Late last week, the ACLU wrote to the United Nations Educational, Scientific and Cultural Organization (UNESCO) on the problem of homophobic discrimination and harassment in U.S. public schools. In addition, we offered a model federal legislative solution that would address this problem — the Student Non-Discrimination Act (S. 555/H.R. 998).
UNESCO, as part of one of its overarching objectives to ensure that all people have the ability to attain a quality education, is planning to organize the first-ever international consultation addressing homophobic discrimination and harassment in schools. This current effort focused on homophobia in schools follows the historic June resolution vote by the U.N. Human Rights Council to condemn violence and discrimination against those who are lesbian, gay, bisexual, or transgender (LGBT). This was the first U.N. resolution to focus solely on LGBT persons.
Discrimination, including harassment, of students who are lesbian, gay, bisexual or transgender, and those perceived to be, is a serious problem in public school districts across the United States. Despite this fact, no U.S. federal statute expressly protects students on the basis of actual or perceived sexual orientation or gender identity. Federal laws currently protect students on the basis of their race, color, sex, religion, disability and national origin. Now, there is legislation currently pending in the U.S. Congress — the Student Non-Discrimination Act (H.R. 998/S. 555) — that would establish a comprehensive federal prohibition against discrimination, including harassment, in public elementary and secondary schools based on a student's actual or perceived sexual orientation or gender identity, providing LGBT students with long overdue and much needed express federal protections.
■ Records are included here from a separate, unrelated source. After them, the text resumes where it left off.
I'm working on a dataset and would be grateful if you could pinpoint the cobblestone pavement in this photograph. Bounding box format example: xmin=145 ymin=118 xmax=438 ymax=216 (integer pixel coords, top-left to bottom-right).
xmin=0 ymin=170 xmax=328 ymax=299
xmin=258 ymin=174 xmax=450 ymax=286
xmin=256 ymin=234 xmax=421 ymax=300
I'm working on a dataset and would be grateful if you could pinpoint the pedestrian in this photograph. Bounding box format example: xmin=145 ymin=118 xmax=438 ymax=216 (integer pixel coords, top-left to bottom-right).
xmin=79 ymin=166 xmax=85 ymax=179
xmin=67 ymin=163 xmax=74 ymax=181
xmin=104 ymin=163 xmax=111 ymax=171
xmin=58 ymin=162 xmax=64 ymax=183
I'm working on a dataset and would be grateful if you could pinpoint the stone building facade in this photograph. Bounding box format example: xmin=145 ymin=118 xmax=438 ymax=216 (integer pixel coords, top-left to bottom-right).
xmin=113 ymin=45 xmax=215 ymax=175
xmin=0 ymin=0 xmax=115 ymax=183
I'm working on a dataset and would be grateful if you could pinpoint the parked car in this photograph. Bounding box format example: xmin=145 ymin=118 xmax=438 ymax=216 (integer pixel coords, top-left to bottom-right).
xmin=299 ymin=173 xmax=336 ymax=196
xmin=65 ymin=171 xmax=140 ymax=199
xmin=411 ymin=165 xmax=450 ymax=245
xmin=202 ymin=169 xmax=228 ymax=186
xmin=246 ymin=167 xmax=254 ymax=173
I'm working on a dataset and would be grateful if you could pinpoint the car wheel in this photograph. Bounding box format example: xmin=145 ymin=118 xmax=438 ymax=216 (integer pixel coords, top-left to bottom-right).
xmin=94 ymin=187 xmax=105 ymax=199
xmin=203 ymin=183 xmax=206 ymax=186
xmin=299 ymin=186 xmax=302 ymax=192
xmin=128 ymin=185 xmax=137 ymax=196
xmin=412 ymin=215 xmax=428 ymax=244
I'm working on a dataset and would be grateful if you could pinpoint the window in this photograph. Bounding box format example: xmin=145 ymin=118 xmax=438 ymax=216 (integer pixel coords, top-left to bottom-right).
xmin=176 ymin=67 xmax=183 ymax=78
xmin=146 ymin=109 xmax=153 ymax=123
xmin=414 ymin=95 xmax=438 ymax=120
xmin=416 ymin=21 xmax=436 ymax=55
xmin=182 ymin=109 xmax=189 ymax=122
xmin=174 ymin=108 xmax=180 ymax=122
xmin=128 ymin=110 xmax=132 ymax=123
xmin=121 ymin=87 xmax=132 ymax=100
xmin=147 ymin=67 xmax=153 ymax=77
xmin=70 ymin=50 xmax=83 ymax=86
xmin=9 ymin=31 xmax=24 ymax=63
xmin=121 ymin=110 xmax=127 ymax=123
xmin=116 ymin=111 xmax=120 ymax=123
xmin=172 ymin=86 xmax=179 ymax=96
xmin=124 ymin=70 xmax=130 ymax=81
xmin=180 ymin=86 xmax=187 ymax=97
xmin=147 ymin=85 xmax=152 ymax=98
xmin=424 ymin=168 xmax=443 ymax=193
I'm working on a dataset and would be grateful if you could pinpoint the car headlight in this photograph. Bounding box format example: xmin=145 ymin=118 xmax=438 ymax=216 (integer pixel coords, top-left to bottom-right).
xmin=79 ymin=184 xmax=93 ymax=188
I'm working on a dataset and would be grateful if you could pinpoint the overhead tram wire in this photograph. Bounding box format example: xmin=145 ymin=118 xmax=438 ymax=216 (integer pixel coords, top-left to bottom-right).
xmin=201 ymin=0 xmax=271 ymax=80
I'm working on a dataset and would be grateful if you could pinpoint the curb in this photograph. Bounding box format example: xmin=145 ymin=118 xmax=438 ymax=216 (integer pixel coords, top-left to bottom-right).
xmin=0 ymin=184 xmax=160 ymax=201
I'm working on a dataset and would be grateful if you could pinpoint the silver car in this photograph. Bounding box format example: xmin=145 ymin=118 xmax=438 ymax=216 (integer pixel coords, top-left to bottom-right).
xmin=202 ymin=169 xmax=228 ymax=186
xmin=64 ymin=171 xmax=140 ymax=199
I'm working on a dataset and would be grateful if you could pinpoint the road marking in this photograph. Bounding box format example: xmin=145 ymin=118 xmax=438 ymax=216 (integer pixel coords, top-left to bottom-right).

In our comments, we discuss the role of federal civil rights laws in protecting students from discrimination and harassment in schools. The Student Non-Discrimination Act would prompt schools to work proactively to create a welcoming environment for LGBT students by adopting nondiscrimination and anti-harassment policies, which would include important training, monitoring, and reporting programs.
We also address the issue of how to protect students from discrimination and harassment while upholding the freedom of speech. There are those who contend that protections for students in public schools against discrimination, including harassment and bullying, are likely to run afoul of First Amendment free speech rights. However, when carefully crafted, non-discrimination and anti-harassment policies can both protect students from abuse while also preserving core free speech rights.
We further address steps that schools can currently take to protect all students from discrimination and harassment, including teaching why harassment is wrong and the damage it can do to others, as well as why tolerance and respect are essential to a free society.
The Student Non-Discrimination Act would have a profound impact in improving the lives of LGBT students in the U.S. by ensuring that discrimination, including harassment, of students on the basis of their sexual orientation or gender identity has no place in U.S. public elementary and secondary schools. Please join with the ACLU in urging Congress to pass the Student Non-Discrimination Act. It's needed, is in keeping with current federal civil rights laws, and is consistent with protections for the speech of public school students under the First Amendment.